Eva Paris-Huesca

Associate Professor of Spanish and
Director of Film Studies Program

Education

  • B.A, Universidad de Valencia, Spain
  • M.A., University of Nebraska
  • Ph.D., University of Massachusetts, Amherst

About

Eva Paris-Huesca completed her doctoral dissertation at the University of Massachusetts-Amherst in Hispanic language and culture and holds a Certificate in Film Studies. She started working at OWU in 2014, she was promoted and granted tenure in 2020 and is currently the director of the Film Studies Program. Her upper level courses and research focus on contemporary Spanish literature and Spanish women´s cinema. Of special interest to her is the study of Spanish crime fiction from the lens of historical memory, gender studies, cultural studies and feminist film theories. She is currently working on her book project, Compromiso, cine y género: Cineastas españolas del nuevo milenio, co-authored with Dr. Dosinda Alvite (Denison University).

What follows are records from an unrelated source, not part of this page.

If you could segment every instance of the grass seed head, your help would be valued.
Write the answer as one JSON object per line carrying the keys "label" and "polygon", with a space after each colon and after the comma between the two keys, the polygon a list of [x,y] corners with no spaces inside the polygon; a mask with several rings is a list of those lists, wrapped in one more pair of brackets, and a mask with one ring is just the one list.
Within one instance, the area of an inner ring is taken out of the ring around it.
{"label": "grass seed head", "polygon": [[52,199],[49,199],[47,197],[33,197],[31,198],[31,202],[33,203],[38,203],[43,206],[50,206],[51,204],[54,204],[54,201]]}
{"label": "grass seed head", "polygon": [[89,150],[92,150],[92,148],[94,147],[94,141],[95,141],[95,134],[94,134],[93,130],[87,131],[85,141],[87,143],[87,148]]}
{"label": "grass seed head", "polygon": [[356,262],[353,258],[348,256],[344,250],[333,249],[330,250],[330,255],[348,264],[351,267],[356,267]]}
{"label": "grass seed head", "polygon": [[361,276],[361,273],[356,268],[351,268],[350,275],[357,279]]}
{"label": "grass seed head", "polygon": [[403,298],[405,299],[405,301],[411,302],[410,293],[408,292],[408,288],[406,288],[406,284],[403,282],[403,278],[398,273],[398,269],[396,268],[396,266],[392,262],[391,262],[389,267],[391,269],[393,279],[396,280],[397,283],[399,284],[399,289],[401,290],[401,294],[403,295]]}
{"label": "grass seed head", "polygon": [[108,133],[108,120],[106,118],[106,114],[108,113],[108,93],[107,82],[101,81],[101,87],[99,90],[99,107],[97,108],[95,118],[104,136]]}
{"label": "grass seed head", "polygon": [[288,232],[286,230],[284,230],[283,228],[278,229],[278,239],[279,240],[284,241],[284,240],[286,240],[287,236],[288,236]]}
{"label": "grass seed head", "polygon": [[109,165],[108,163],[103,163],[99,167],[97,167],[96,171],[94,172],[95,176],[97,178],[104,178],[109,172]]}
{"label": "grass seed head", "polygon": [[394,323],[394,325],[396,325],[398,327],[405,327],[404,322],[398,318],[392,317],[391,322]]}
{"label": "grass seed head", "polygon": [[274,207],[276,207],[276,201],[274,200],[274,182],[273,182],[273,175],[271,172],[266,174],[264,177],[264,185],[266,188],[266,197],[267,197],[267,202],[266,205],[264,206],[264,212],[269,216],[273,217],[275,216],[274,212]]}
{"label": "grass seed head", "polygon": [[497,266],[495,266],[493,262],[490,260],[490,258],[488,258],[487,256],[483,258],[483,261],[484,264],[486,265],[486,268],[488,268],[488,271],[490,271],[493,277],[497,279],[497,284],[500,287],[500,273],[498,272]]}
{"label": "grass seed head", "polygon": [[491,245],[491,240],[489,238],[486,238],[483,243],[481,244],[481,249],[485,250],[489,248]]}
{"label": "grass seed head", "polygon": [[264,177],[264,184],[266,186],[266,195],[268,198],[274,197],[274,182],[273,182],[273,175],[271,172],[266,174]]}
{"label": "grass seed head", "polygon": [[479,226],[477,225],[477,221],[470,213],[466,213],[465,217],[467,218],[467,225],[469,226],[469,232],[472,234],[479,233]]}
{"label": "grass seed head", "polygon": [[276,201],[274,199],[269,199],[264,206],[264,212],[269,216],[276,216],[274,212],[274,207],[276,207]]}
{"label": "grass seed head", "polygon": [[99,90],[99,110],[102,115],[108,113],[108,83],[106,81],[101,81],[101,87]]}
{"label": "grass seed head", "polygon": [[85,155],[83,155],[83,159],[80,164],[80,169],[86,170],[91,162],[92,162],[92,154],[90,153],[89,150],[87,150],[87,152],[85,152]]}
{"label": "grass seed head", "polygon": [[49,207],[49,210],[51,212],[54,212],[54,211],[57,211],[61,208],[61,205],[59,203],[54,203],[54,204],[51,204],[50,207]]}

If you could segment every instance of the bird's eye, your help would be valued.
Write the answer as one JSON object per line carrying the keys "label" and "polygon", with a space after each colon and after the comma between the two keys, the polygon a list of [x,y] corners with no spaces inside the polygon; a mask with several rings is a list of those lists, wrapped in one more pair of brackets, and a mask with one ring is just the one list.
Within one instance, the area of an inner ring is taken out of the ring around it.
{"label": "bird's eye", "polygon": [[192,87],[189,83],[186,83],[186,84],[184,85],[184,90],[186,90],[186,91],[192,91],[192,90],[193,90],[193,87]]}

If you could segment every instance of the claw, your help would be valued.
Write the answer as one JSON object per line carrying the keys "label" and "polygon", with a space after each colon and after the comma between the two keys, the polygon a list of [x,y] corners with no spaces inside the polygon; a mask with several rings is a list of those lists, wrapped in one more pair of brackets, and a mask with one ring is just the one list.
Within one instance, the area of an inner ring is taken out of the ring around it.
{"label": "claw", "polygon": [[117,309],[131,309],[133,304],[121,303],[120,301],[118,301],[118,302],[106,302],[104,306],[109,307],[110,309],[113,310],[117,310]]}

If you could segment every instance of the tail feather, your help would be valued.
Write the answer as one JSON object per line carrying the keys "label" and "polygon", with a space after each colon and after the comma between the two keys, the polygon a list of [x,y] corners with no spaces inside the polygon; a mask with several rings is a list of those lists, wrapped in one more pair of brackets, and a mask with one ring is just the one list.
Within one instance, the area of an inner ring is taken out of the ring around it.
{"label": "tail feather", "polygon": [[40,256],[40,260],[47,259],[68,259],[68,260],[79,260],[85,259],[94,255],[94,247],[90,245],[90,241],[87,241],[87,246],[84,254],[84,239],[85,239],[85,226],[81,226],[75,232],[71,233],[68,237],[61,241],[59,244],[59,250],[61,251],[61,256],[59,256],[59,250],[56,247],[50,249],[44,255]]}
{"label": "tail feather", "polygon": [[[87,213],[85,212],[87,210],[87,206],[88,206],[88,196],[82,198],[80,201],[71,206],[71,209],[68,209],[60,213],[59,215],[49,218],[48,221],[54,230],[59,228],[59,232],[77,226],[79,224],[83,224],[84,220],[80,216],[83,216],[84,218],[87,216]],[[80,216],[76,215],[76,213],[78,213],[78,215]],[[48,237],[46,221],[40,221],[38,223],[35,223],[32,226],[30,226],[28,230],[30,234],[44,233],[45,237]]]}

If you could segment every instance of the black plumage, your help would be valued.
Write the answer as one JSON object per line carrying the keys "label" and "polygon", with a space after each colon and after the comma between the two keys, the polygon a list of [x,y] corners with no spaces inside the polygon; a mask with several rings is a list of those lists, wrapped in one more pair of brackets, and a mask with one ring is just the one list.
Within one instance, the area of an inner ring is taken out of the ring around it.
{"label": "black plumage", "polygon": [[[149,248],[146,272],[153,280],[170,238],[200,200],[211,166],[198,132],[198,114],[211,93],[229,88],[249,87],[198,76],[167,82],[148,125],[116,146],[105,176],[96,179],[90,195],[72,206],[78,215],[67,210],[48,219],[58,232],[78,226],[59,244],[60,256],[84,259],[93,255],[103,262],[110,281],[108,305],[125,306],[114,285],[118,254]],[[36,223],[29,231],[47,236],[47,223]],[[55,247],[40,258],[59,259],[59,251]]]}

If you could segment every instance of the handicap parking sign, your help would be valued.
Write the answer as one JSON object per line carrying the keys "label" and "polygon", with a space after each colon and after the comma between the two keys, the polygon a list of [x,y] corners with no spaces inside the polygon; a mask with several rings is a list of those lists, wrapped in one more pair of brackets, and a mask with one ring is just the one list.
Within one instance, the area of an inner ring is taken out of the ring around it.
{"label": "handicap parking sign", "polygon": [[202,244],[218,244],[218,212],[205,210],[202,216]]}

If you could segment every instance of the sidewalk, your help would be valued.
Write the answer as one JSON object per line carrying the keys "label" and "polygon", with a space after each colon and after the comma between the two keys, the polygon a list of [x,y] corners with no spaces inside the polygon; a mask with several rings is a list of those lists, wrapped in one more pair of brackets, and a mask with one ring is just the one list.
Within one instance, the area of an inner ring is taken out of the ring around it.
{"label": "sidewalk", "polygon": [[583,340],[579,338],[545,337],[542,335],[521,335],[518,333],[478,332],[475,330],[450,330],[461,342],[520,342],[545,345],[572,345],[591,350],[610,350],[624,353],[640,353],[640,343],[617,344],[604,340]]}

Dr. Paris-Huesca regularly teaches introductory and intermediate language & culture courses, including Spanish for the Professions, Artistic Expressions of the Hispanic World and Spanish in the Medical Field, as well as the following upper level and specialized courses:

  • SPAN 367 Spanish culture, literature and Cinema: from XIXth C to the present
  • SPAN 300.10 Femmes Fatales, Murderers and Other Outcasts: Spanish Crime Fiction from its Origins to the Present.
  • SPAN 499 Seminar: Women Behind the Camera: Spanish Cinema Directed by Women
  • SPAN 361 Contemporary Spanish Peninsular Theatre
  • ENG 254 Introductions to Film Analysis
  • SPAN 190.6 Through the Spanish Lens: Contemporary Spanish Society Through Cinema.

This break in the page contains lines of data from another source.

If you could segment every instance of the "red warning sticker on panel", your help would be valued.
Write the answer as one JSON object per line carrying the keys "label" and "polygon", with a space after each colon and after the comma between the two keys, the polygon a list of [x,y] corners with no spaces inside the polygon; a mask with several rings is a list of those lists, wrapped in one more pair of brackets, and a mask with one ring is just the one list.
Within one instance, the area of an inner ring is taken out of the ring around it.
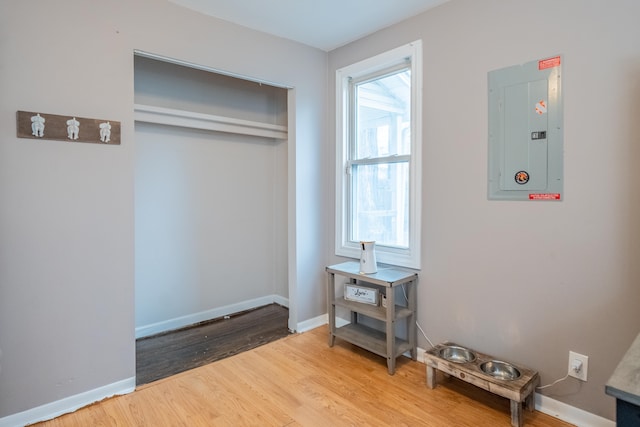
{"label": "red warning sticker on panel", "polygon": [[538,61],[538,70],[546,70],[547,68],[553,68],[560,65],[560,57],[554,56],[553,58],[541,59]]}
{"label": "red warning sticker on panel", "polygon": [[560,193],[531,193],[529,200],[560,200]]}

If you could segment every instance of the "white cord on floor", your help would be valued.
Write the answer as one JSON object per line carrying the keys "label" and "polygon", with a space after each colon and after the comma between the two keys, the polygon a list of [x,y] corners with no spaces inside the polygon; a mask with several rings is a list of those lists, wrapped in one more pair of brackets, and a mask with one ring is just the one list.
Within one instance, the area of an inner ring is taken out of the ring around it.
{"label": "white cord on floor", "polygon": [[547,385],[543,385],[543,386],[540,386],[540,387],[536,387],[536,390],[542,390],[544,388],[548,388],[548,387],[554,386],[554,385],[558,384],[560,381],[566,380],[567,378],[569,378],[569,374],[565,375],[563,378],[560,378],[559,380],[555,380],[551,384],[547,384]]}

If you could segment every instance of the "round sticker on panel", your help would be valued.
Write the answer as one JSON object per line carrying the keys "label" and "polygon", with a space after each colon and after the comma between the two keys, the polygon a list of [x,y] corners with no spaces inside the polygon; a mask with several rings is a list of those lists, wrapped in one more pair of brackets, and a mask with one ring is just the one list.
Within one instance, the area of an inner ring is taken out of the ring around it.
{"label": "round sticker on panel", "polygon": [[516,182],[520,185],[526,184],[527,182],[529,182],[529,173],[525,171],[517,172],[515,179]]}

In her classes, Dr. Paris-Huesca uses cinema and literature as a pedagogical tool so that learners can place language and culture into context and see the social, political, historical, and cultural complexities and transformations of the Spanish-speaking worlds. She wants her students to question stereotyped perceptions, gain an enduring knowledge of the different existing languages officially spoken in Spain, and have a more profound exposure to diverse cultural viewpoints. Dr. Paris-Huesca subscribes to a holistic means of teaching, in which the student and the professor are both responsible partners for the learning. This view contributes to learning languages as alive and ever evolving structures that are part of our worlds and our experiences. This philosophy of partnership is the thread that runs through the numerous courses she has taught and the various projects that students develop: video essays, short films, and professional portfolios are some examples.

Since her arrival at OWU in 2014, she has supervised numerous honors thesis, research grants and other academic projects, and she has been involved in the organization of cultural and academic events on a regular basis, including the annual Hispanic Film Festival. She has travelled with students to Barcelona and the Basque Country through the Spanish Crime Fiction Travel Learning Course and is planning another travel learning course to Spain to complete a portion of the Camino de Santiago with her students.  

Areas of Interest/Expertise

  • Contemporary Spanish Peninsular literatures and cultures
  • Spanish cinema directed by women.
  • Spanish noir and crime fiction of female authorship

Selected Publications

Books

  • Agencia, historia y empoderamiento femenino. Diane Marting, Eva París and Yamile Silva, (Coords. and Eds.) Ministerio de la Mujer, Crítica Dominicana Literaria, Santo Domingo, 2018.

Book Chapters

  • “Este cuerpo es mío: resignificación de la madurez de la mujer en el cine de Pilar Miró y Josefina Molina.” Envejecimientos y cines ibéricos. Barbara Zecchi, Cristina Moreiras-Menor, Pilar Raquel Medina, M. Pilar Rodríguez Pérez (Eds.) Tirant lo Blanch, 2021.
  • “De la urbe mítica a la periferia histórica: la búsqueda de nuevos espacios e identidades ‘glocales’ en la serie literaria de Susana Martín Gijón.” Spanish Women Authors of Serial Crime Fiction: Repeat Offenders in the 21st Century. Inmaculada Pertusa-Seva and Melissa A. Stewart (Eds.) Cambridge Scholars Publishing, 2020.
  • “Reivindicando el cine ginocriminal español: el proyecto pionero de La ciudad perdida de Margarita Alexandre.” Papeles del crimen. Mujeres y violencia en la ficción criminal. María Xesús Lama, Elena Losada, and Dolores Resano (Eds.) Universidad de Barcelona, Spain, 2019.
  • “Ryu se viste para matar: el universo noir de Isabel Coixet.” Tras las lentes de Isabel Coixet. Barbara Zecchi (ed.) University of Zaragoza, Spain, 2018.

Peer Reviewed Journals

  • “Let us not Forget: Female Agency and Historical (Dis)remembering in Patricia Ferreira’s Cinema” Bulletin of Spanish Visual Studies, 2021.